Der kurze Film von 1939 gibt in 10 Minuten einen Überblick über das jüdische Leben im damals polnischen Lwów (Lemberg, heute: Lviv in der Ukraine). Er gehört in eine Reihe von Kurzdokumentationen desselben Regisseurs und Produzenten über die großen polnischen Städte, die zwischen 1939 und 1942 entstanden sind.
Der englische Audiokommentar ist langsam gesprochen und gut verständlich. Daher ist der Film für den Einsatz in der Oberstufe durchaus geeignet. Er eröffnet einen kleinen Einblick in ein Thema, das sonst im Unterricht selten oder gar nicht vorkommt, nämlich das jüdische Leben im östlichen Mitteleuropa vor den Judenverfolgungen, dem Zweiten Weltkrieg und dem Holocaust.
In Lemberg lebten damals etwas über 100.000 Juden, die damit rund ein Drittel der Bevölkerung stellten.

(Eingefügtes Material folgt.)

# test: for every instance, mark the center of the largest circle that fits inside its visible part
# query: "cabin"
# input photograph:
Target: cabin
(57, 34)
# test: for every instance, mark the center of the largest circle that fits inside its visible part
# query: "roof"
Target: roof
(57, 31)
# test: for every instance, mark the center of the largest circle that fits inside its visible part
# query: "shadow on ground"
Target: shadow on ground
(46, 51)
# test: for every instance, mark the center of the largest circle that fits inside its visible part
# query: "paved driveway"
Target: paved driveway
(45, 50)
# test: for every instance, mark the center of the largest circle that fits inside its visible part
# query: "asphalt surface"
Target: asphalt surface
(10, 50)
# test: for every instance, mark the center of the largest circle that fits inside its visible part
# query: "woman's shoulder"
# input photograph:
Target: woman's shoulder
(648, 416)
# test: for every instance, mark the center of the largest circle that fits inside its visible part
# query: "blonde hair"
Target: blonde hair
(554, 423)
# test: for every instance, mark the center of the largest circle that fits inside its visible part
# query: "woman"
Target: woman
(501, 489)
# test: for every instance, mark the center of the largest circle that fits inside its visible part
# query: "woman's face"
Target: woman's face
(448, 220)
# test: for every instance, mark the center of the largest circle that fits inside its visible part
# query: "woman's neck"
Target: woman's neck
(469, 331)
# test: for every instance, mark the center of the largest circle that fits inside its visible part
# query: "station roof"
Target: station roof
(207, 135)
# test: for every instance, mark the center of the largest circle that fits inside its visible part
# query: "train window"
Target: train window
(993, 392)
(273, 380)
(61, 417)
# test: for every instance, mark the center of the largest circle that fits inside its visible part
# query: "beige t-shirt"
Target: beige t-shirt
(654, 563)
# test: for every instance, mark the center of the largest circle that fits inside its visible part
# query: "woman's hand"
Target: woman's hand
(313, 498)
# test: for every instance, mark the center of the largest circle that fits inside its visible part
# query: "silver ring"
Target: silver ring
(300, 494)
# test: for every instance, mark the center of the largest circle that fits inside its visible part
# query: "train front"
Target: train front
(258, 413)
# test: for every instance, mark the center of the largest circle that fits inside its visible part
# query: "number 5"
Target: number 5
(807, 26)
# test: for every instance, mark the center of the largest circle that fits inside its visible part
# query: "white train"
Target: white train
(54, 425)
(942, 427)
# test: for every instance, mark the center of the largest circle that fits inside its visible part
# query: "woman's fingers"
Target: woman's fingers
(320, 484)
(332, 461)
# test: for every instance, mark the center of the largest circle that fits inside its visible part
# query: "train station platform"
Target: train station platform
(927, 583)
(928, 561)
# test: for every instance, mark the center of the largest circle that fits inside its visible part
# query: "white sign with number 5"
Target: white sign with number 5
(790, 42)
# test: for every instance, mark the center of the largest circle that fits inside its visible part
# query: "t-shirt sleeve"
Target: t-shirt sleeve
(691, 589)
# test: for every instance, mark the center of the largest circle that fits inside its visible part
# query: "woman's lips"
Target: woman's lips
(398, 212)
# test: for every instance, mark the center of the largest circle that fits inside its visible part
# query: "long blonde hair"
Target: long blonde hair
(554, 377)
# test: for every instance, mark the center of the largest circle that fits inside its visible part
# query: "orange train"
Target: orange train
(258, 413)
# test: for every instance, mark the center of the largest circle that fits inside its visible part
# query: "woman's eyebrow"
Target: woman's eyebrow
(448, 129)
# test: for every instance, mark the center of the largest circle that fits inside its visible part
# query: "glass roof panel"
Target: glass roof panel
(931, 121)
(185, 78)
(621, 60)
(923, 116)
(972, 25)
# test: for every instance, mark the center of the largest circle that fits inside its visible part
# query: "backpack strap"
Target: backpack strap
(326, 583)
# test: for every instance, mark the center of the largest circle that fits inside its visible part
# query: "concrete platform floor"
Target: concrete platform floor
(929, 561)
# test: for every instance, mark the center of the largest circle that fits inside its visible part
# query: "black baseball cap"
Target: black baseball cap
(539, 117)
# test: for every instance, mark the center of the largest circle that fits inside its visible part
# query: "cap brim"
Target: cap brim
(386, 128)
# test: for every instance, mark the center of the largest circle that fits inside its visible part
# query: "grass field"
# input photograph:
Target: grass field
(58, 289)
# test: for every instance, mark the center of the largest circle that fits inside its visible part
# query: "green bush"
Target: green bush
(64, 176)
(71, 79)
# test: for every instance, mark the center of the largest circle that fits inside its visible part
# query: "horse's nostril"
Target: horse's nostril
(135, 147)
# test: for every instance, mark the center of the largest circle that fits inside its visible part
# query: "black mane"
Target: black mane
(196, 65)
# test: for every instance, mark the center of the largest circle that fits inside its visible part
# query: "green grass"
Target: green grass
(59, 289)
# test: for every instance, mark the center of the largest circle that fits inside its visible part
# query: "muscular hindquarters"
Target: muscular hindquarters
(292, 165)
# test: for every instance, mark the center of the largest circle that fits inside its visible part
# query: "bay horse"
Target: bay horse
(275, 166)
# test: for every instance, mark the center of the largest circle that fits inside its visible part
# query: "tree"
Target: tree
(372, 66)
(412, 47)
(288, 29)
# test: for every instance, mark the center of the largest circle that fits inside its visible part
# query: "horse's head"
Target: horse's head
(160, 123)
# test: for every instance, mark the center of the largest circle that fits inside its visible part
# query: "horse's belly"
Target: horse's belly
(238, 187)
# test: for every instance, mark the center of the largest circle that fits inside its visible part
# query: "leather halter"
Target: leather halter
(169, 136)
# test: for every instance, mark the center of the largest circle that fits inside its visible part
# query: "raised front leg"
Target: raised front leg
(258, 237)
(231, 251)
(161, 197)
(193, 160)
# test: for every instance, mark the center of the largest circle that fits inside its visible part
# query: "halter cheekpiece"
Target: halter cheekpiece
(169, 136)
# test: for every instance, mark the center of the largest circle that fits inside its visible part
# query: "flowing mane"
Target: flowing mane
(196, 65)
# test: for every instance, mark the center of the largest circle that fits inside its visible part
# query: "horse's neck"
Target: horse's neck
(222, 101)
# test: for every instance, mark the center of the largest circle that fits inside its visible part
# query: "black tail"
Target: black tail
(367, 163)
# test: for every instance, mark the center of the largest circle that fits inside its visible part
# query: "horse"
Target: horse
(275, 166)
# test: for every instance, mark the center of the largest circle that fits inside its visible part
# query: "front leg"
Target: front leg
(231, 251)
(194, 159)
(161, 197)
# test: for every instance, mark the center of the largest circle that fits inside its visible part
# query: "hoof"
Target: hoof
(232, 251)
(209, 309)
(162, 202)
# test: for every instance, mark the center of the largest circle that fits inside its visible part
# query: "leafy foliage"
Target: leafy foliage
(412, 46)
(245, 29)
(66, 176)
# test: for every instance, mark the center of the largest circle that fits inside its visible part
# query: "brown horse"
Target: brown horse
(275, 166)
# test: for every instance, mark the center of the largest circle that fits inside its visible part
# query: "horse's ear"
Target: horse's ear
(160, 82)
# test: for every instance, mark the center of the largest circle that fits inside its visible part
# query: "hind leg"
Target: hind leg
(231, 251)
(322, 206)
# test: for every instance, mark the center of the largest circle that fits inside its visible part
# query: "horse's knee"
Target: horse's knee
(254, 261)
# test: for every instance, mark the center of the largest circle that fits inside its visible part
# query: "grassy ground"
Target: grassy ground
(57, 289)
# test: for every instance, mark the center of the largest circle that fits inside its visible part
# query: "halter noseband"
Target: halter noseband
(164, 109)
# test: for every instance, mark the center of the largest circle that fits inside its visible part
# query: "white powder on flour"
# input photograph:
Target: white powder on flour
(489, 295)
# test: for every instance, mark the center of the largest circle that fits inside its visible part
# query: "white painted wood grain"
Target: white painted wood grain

Es gab über 50 Synagogen, hin und wieder liest man auch von einem „Jerusalem des Ostens“, das sich auf die religiöse vor allem publizistische Bedeutung der Stadt bezieht – vergleichbar der litauischen Hauptstadt Vilnius, die ebenso ähnlich wie Lemberg nach militärischen Erfolgen der polnischen Armee seit 1920 Teil des neu gegründeten polnischen Staates war.
Der Film als Quelle vermittelt einen visuellen Eindruck jüdischen Lebens in einer Metropole Mitteleuropas kurz vor ihrer vollständigen Zerstörung. Letztlich zeichnet der Film aber nicht nur ein positiv, sondern romantisch verklärtes Bild, vor allem durch das, was er nicht zeigt.
Dieser ergänzende zweite, medienkritische Aspekt macht den Film tatsächlich dann zu einem sehr lohnenswert Unterrichtsmedium, da sowohl ein ergänzendes Themenfeld aufgezeigt wie auch grundlegend Quellenkritik daran eingeübt werden kann.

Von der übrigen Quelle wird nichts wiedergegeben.